The Parker hereditary claim appears to have been concocted in the early part of the nineteenth century by Thomas Lister Parker, a socially ambitious individual who wished to make a mark in London society. Thomas Lister Parker eventually bankrupted himself due to his various extravagances but not before he had corrupted the historical record. Both Whitaker's and Baines' accounts of the history of Bowland bear witness to that corruption. The last known Bowbearer of the Forest of Bowland was Richard Eastwood of Thorneyholme, an acclaimed breeder of racehorses and shorthorn cattle and land agent to John Towneley, 13th Lord of Bowland. Eastwood died in 1871 and is buried at St Hubert's, Dunsop Bridge.

Although the Lord of Bowland's courts at Whitewell that appointed the Bowbearers fell into disuse in the first half of the nineteenth century, it was reported in April 2010 that William Bowland, 16th Lord of Bowland had re-asserted his ancient right and appointed Robert Redmayne Parker of Browsholme Hall his Bowbearer of the Forest of Bowland, the first Parker to be so appointed in more than 150 years.

In 2011, Robert Parker led a party of dignitaries from the Bowland Higher Division Parish Council, the Forest authorities, and local community, to welcome the 16th Lord of Bowland to Dunsop Bridge on his first official visit to the forest. In October 2012, Robert Parker was formally presented with his Bowbearer's "wand of office" by the 16th Lord of Bowland at a public ceremony in Slaidburn. This ceremony marked the 90th anniversary of the final meeting of the manorial court at the town's Tudor courthouse.

==Other English Bowbearers==

Other notable examples of Bowbearers in England include those appointed in the Forests of Delamere, Hatfield, and Mashamshire.

In 1513, a Richard Done of Utkinton is described as the hereditary Bowbearer of Delamere.

In 1605, Sir Robert Swift of Streetthorpe (Edenthorpe) was appointed Bowbearer to the Royal Chase of Hatfield by James I. A local tradition in that area states that the many yew trees of the region were planted as a result, to provide wood for bows. The Complete Shakespeare Encyclopedia by Carol Enos also states that "Alvanley Hall, the property of William Arden, Baron Alvanley, has been abandoned as the residence of the family for nearly a century and a half, and little of the house remains. Lord Alvanley is hereditary Bowbearer of the Forest of Delamere, and possesses the ancient bugle horn by which his ancestors have held that office almost from the period of the Norman Invasion."

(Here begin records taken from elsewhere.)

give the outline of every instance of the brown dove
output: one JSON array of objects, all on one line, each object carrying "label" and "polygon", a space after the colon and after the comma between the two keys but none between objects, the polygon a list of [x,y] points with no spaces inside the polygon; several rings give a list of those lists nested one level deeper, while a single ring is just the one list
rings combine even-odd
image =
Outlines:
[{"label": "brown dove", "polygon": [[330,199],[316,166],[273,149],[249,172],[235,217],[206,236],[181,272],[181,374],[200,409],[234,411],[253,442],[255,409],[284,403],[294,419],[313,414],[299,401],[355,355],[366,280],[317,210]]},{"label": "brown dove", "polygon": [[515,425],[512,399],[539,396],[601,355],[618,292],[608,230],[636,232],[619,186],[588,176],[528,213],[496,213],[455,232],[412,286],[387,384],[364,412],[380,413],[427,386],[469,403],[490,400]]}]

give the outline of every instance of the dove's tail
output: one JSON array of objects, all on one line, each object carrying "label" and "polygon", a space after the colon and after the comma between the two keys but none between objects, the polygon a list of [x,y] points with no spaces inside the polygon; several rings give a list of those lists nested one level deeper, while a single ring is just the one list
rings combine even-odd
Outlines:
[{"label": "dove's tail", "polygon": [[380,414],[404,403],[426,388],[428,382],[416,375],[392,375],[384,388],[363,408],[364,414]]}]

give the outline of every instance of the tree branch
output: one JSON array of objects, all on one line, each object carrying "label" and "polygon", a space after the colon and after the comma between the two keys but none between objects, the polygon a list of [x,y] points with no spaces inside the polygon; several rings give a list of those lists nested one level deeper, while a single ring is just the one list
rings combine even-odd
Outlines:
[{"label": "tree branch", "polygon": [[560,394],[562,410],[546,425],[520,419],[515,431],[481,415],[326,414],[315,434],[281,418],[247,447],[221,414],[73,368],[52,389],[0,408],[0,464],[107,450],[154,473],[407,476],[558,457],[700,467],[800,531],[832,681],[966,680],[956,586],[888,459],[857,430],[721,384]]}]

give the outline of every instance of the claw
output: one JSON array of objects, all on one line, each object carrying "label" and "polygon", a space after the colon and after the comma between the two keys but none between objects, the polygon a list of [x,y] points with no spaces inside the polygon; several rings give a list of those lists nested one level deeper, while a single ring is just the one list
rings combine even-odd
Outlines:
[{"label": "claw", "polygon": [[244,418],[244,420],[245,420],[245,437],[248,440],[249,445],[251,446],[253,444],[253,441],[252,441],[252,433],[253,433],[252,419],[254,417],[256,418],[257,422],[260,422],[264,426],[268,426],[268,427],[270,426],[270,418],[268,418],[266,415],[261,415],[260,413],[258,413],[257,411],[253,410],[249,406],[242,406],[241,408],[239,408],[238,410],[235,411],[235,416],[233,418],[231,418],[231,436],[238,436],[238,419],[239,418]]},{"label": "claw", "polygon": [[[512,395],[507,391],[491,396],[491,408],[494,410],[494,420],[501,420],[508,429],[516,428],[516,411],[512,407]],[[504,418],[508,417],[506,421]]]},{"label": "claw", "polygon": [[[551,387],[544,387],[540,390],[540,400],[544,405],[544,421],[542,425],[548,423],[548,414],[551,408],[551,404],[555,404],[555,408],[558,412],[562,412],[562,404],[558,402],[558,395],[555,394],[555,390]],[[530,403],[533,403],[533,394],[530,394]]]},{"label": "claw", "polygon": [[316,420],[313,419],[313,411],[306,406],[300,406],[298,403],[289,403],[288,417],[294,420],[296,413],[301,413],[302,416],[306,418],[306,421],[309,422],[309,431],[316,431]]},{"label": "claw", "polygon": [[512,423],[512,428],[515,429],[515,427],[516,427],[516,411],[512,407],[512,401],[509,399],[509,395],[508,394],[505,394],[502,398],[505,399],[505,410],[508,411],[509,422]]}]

In 1632, Sir Francis Armitage of Kirklees, was appointed Bowbearer of the Free Chase of Mashamshire.

==Other uses==

The bowbearer is not a uniquely English phenomenon. There was an officer to the king, described as a "bowbearer", in ancient Persia. The officers in most close attendance on the monarch's person were, in war, his charioteer, his stoolbearer, his bowbearer, and his quiverbearer; in peace, his parasolbearer, and his fanbearer, who was also privileged to carry what has been termed "the royal pocket-handkerchief".